Discussion in 'This Site' started by Meister, Jul 16, 2012.
I thought it was Peter Andre in a bra.
Whatever floats your boat.:]]
Meredensi's birds fat boob?
Intrestin m8, wots ur sores?
Cheers Steve and Norway!
I thought you weren't allowed to use actual pictures due to copyright.
This one is tricky, they've been far too easy of late
Berryl the Peril with a baby boy (son). Berrylson.
John Berylson is their chairman.
You sir are an absolute arse.
Sorry Meister :biggrin:
Are you in Mensa? Do you print off everything there is to know about Millwall and paste it over your wall detective style, connecting information with string. Your work here is ridiculous and I like to think of myself as an intelligent fellow.
Can I have you and Smudger in my pub quiz team please?
Wilting Flowers, possibly Tim Flowers ex keeper. Some of the media called Tim Flowers wilting Flowers after poor performances.
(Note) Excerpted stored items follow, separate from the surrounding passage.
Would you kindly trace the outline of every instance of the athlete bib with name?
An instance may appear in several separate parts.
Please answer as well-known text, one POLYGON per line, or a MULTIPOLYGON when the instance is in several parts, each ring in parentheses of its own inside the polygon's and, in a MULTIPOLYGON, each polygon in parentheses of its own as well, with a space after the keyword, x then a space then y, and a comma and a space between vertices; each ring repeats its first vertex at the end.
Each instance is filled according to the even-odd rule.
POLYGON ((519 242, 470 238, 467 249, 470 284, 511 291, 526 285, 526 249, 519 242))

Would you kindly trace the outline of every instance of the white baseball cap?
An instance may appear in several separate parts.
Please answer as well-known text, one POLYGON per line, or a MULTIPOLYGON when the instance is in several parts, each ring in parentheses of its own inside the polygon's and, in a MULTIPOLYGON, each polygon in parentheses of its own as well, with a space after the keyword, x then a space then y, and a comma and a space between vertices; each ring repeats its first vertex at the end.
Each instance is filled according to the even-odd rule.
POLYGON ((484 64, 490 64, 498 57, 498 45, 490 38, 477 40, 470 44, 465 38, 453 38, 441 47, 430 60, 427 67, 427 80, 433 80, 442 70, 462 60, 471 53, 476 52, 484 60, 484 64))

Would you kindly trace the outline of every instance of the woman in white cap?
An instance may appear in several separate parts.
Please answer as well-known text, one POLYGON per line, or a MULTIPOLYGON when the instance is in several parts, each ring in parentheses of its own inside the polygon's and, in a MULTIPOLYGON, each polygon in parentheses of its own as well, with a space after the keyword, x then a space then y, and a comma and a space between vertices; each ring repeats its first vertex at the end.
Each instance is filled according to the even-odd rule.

Is the new one meant to be a Hotpot, from the county of Lancashire, which is incidentally where our next opponents, Blackburn, come from?
Actually is it in regards to the famous Blackburn Wayne Hemmingway? A Hemmingway flower is a yellow flower and these ones are dying therefore on the wain.
Arte et Labour = Skill and labour, keeping flowers alive is a skill and a spade indicates labour.
Yep. with hindsight the thermometer probably made it too easy.
Right, looks like either Heston Blumenthal or normal bald man who is purple. Their is a captains armband with the letters G.N.I behind him and a plant pot. I'll report back in a bit.
The Leicester Tigers Rugby team used to wear yellow and brown stripes. Everything else is superfluous.
hah got you
Bloke in a tie with ING backwards
Nope, but I might steal that idea for next season.
I've got until Friday!
Is it something to do with the keyboard player from Deep Purple who was a Leicester City fan?
Don't answer that; it'd be TMI.
Chairman's name is Vichai Srivaddhanaprabha
Your face goes purple when you're choking and well, Leicester are choking. The rest is unnecessary aesthetics.
I think Steve Kean and Karl Pilkington are involved somewhere
no no no no no and another no.
Timmy Mallet, used to be on Radio Leciester.
Surely if that was a picture of timmy mallet there would be a picture of a mallet also?
Jonathon Douglas was a founder of Deep Purple and worked with Robert Plant, was in The Flower Pot Men. Did a few back-ING vocals and one song featured a captain.